Page:Jaurès - Les Preuves.djvu/234

Cette page a été validée par deux contributeurs.

Or, il sait que si le Cavaignac de 1850 a été battu, c’est parce que le courant populaire, l’instinct de la masse a préféré l’autre. M. Cavaignac ne veut pas retomber dans cette faute et il cherche toujours, lui qui n’est peuple ni de cœur ni de pensée, quel est le courant populaire qu’il pourra utiliser pour son dessein.

Au moment du Panama, il crut que le succès d’un discours vertueux le porterait au pouvoir. En face de toutes ces hontes, il se gardait bien de conclure contre tout le régime social, contre le capitalisme, principe de corruption. Il n’a vu dans le scandale qu’un moyen de discréditer le personnel gouvernemental ancien, et de s’ouvrir la route. Vain espoir : c’est l’autre, l’heureux courtier du Havre, qui a cueilli le fruit ; et pendant les votes du Congrès, entre les deux tours de scrutin, M. Cavaignac, blême, chancelant, ivre d’une sorte d’ivresse blanche, se demandait s’il n’allait pas tenter le destin.

Non : il n’osa pas et son rêve se referma sur lui comme un cilice.

Aussi, quand à propos de l’affaire Dreyfus il crut entrevoir, dans les profondeurs obscures du peuple trompé, un courant de chauvinisme et de nationalisme violent, vite il s’empressa à la revanche.

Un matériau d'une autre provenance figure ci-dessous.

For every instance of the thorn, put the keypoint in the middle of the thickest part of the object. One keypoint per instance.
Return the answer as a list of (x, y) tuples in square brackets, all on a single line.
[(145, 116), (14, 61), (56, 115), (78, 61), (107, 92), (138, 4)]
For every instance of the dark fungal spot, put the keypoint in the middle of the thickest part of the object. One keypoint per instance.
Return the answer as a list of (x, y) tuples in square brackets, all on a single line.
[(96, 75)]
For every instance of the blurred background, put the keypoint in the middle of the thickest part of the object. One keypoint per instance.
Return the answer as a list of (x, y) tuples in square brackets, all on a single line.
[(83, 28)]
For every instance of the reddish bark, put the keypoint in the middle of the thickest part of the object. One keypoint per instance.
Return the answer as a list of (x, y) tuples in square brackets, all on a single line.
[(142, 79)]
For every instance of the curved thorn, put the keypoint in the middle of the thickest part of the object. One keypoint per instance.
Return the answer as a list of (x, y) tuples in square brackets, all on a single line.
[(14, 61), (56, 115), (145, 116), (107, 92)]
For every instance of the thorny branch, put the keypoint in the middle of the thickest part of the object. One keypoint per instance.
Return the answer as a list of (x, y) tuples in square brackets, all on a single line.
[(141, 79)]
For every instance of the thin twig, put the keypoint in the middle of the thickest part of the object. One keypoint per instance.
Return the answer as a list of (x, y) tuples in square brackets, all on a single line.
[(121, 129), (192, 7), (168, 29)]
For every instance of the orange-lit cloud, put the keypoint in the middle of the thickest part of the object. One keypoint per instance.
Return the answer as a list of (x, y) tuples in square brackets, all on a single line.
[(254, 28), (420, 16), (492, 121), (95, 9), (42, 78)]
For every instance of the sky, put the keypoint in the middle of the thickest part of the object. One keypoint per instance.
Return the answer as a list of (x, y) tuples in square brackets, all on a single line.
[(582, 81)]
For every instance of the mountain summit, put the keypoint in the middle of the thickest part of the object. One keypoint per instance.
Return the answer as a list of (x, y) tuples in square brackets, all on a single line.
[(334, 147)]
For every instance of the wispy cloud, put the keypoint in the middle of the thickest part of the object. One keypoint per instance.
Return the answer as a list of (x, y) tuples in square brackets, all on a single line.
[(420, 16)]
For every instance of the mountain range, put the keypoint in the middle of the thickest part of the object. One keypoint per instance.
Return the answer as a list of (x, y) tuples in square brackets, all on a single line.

Mais c’est sans audace et sans grandeur qu’il se livra à ce courant nouveau. Il n’osa pas crier qu’après tout, l’intérêt de la Patrie et de l’Armée commandait de passer outre, même à l’illégalité, même à l’erreur. Non ! il essaya de donner à ce mouvement aveugle je ne sais pas quelle apparence de correction et de certitude. Sachant bien que l’opinion, surexcitée par la presse, accueillerait sans critique tous les documents, toutes les assertions, il lui jeta le mensonge documentaire des aveux de Dreyfus. Sachant bien que la Chambre terrorisée par l’opinion n’oserait même pas penser, il lui apporta des pièces misérables, les unes inapplicables, les autres fausses.